The central idea of the bill seems to be to replicate the British Charities Commission public benefit test.
This test determined that Scientology was not eligible for tax-exempt status. The Commission argued Scientology's central practice of “auditing”, where an operative encourages a member to pour out all the details of their life while being attached to a device like a lie detector was not a “worship” ritual - a central characteristic of religion. Second, there was significant public disquiet about Scientology in Britain.
The fact this bill and Senate inquiry is happening at all could only be explained by internal machinations between the various political parties represented in the Australian Senate. The bill and its inquiry must be a trade-off for some benefit the government is receiving from the independent and Greens members.
Neither the Labor Government nor the Liberal-National Coalition (with some dissenters) would want a bill like this to proceed and become law because it is a potential Pandora’s box. It threatens to throw into question the legitimacy of the tax-exempt status of other religions in Australia, for, in attempting to set additional criteria for tax-exempt status, it is impossible to have those criteria apply to only one religion. By extension, the bill opens a window into how the Australian political system itself is controlled by political parties who surrender to religion in order to ensure their re-election. More of this below.

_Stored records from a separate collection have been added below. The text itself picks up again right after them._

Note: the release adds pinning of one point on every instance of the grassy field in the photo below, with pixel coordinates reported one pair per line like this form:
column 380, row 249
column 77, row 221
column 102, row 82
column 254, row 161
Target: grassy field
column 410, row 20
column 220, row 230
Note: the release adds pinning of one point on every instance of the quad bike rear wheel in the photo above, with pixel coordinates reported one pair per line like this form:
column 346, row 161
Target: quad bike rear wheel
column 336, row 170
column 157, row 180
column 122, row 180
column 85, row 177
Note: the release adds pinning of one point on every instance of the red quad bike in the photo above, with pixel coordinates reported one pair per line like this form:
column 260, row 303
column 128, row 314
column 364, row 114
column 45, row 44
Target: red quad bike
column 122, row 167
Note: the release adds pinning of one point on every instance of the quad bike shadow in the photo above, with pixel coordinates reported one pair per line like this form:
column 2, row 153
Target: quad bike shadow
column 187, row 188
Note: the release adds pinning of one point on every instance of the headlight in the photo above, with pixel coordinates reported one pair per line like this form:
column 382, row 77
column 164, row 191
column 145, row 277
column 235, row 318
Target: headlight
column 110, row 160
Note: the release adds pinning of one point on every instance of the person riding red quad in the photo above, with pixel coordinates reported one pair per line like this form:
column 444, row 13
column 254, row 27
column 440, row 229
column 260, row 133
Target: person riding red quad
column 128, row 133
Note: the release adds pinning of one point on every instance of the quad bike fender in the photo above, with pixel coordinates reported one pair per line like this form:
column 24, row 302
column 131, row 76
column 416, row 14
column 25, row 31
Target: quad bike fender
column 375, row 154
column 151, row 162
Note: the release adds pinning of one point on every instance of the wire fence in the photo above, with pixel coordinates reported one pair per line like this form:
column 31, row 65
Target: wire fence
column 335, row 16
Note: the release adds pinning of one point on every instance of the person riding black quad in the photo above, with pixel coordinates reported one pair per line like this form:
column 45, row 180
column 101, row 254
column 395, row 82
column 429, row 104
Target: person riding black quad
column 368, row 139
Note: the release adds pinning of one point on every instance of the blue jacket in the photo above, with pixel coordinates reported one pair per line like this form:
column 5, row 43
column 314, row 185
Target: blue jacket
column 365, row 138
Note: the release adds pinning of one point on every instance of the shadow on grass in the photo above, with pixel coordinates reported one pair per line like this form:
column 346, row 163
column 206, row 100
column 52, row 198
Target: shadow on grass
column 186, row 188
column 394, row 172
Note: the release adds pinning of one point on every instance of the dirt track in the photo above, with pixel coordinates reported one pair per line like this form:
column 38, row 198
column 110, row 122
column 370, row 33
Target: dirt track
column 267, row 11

The Explanatory Memorandum to Senator Xenophon’s bill glosses over the facts of the tax-exempt status of religion which are:
- All religions that have a supernatural belief, a congregation, with rituals, a building, paying stipends to a minister or someone equivalent, are eligible for tax-exempt status in Australia. Other organisations that “advance religion” in comparable ways are also eligible, such as organisations that produce and sell Bibles.
- All religions are legally charities. To “advance religion” has been deemed to be of public benefit since the 17th century. The Tax Office makes a determination when a religion applies for tax-exempt status as to whether it meets the definition of religion. That definition came from the 1983 High Court case which involved Scientology itself: Church of the New Faith v Commissioner for Pay-roll Tax (Vic) 1983.

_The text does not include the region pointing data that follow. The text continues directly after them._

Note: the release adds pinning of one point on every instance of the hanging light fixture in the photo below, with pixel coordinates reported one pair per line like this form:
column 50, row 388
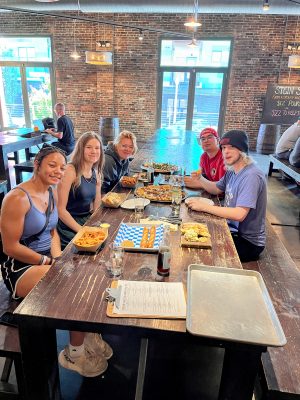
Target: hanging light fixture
column 266, row 5
column 98, row 57
column 193, row 22
column 75, row 55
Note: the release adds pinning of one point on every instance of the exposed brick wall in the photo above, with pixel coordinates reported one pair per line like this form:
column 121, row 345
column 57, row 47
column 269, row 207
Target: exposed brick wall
column 129, row 88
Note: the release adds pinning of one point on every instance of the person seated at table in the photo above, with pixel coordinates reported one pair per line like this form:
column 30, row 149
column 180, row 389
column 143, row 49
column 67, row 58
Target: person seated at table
column 244, row 185
column 65, row 130
column 211, row 161
column 117, row 156
column 28, row 227
column 79, row 192
column 287, row 141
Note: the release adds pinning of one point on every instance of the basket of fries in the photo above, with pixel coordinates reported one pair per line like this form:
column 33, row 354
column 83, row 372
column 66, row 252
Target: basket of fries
column 89, row 238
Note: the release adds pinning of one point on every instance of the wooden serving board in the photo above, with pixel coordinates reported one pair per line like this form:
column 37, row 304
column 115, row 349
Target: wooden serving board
column 199, row 245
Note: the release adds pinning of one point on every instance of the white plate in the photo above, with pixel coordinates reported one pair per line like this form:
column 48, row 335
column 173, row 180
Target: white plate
column 203, row 199
column 129, row 204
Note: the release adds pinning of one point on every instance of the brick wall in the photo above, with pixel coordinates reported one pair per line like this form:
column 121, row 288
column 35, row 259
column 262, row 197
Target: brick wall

- Briefly, the Court held that religion is any belief in a supernatural being, thing or principle and canons of conduct (rituals) that give effect to that belief. Senator Xenophon’s bill aims to narrow these yawning goalposts to bring in a public benefit test, presumably, as noted, along British lines.
In his Explanatory Memorandum Senator Xenophon says a Public Benefit test would include the following principles:
- there must be an identifiable benefit arising from the aims and activities of the entity;
- the benefit must be balanced against any detriment or harm; and
- the benefit must be to the public or a significant section of the public, and not merely to individuals with a material connection to the entity.

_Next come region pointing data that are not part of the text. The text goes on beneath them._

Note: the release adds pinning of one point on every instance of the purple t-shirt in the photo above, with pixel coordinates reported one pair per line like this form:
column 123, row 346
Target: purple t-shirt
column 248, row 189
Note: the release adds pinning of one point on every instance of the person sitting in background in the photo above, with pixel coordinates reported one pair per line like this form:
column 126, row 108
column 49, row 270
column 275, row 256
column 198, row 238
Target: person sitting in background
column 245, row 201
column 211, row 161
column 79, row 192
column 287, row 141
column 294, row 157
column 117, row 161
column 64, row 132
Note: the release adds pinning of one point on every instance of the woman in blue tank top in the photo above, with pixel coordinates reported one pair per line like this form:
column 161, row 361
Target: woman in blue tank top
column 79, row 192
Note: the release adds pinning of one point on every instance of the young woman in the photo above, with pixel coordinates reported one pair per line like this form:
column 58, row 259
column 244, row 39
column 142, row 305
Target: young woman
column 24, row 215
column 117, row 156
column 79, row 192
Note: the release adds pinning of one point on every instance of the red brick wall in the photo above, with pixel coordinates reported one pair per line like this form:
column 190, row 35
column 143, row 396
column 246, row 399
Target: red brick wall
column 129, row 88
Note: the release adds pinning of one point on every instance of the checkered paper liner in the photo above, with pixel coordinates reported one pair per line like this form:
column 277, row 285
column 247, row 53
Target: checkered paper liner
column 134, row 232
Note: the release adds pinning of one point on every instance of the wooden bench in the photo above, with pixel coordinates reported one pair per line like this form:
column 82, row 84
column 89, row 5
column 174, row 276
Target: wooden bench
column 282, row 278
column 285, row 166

I disagree with this kind of language completely. It is not the role of the Commonwealth of Australia to decide whether religion is a public benefit to citizens. That idea is rooted in 17th century thinking that is no longer appropriate in the 21st century.
Religion is a private matter for citizens not a public matter for the Commonwealth. Were there a constitutional separation of church and state in Australia and Britain one would argue that as a matter of logic there should not be tax exemption for religion at all.
Equally, it should be the case that atheist, humanist, rationalist and related organisations should not be eligible for tax-exempt status under the other main justifications for this status: the advancement of education and the advancement of science.